This is the time table of the general research seminar in language technology for the fall 2021. Presentations will be given primarily by doctoral students but also other researchers in language technology including external guests Because of the current situation we will organize the seminars as on-line meetings via zoom. The link to the zoom session will be send together with announcement of each talk. Please, register to our mailing list below.
Place and Time:
Thursdays 14:00 – 15:00, zoom room
Registration and Announcements:
Please subscribe to our e-mail list lt-research by sending a message to firstname.lastname@example.org with the following text in the body of your e-mail:
subscribe lt-research email@example.com
Tentative Schedule – Fall 2021
- September 9: Maciej Janicki, University of Helsinki
- Title: Exploring Finnic folk poetry through string similarity
- Related project: The FILTER project
- Abstract: The collections “Suomen Kansan Vanhat Runot” (“Old Poems of the Finnish People”) and “Eesti Regilaulude Andmebaas” (“Estonian Database of Runosongs”) contain each around 100,000 folk songs written in Finnic tetrameter, collected from oral tradition mainly in the 19th and early 20th century. The texts are written in several closely related languages and while many of them show similarities and overlaps, those are obscured by a large amount of dialectal, orthographical, morphological and compositional variation. In this talk, I present a computational method for detecting similar verses, passages and poems based on character bigram cosine similarity. Furthermore, I show how automatic alignment can be used to study variation between similar texts. Finally, I outline possible applications of the method, including studying the regional distribution of poetic formulas, the relationship between printed works (e.g. Kalevala) and collected oral poems, and even discovering cross-lingual and cross-regional similarities.
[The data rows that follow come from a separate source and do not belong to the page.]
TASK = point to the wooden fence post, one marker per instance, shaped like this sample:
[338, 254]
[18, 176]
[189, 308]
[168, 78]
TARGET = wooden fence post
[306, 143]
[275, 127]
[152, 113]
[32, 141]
- September 23: Marianna Apidianaki, University of Helsinki
- Title: Polysemy and sense partitionability in contextual language models
- Abstract: Pre-trained language models (LMs) encode rich information about linguistic structure but their knowledge about lexical polysemy is unclear. In this talk, I will present a novel experimental setup for analysing this knowledge in LMs specifically trained for different languages (English, French, Spanish, and Greek) and in multilingual BERT. The analysis is conducted on datasets carefully designed to reflect different sense distributions, controlling for parameters that are highly correlated with polysemy such as frequency and grammatical category. We demonstrate that BERT-derived representations reflect words’ polysemy level and their partitionability into senses. We show that polysemy-related information is more clearly present in English BERT embeddings, but models in other languages also manage to establish relevant distinctions between words at different polysemy levels. The goal of this study is to contribute to a better understanding of the knowledge encoded in contextualised representations, opening up new avenues for multilingual lexical semantics research.This is joint work with Aina Garí Soler which appeared in the TACL Journal in August, 2021.
- September 30: Alessandro Raganato, University of Helsinki
- Title: An Empirical Investigation of Word Alignment Supervision for Zero-Shot Multilingual Neural Machine Translation
- Abstract: Multilingual Neural Machine Translation (MNMT) systems are usually trained with a language label prepended to the input indicating the target language. However, these models have several flaws in zero-shot scenarios where language labels are ignored and the wrong language is generated, showing unstable results.
In this talk, I will present the benefits of an explicit alignment to language labels in Transformer-based MNMT models in the zero-shot context, by jointly training one cross attention head with word alignment supervision to stress the focus on the target language label. We compare and evaluate several MNMT systems on three multilingual MT benchmarks of different sizes, showing that simply supervising one cross attention head to focus both on word alignments and language labels reduces the bias towards translating into the wrong language, improving the zero-shot performance overall. Moreover, as an additional advantage, we find that the alignment supervision leads to more stable results across different training runs.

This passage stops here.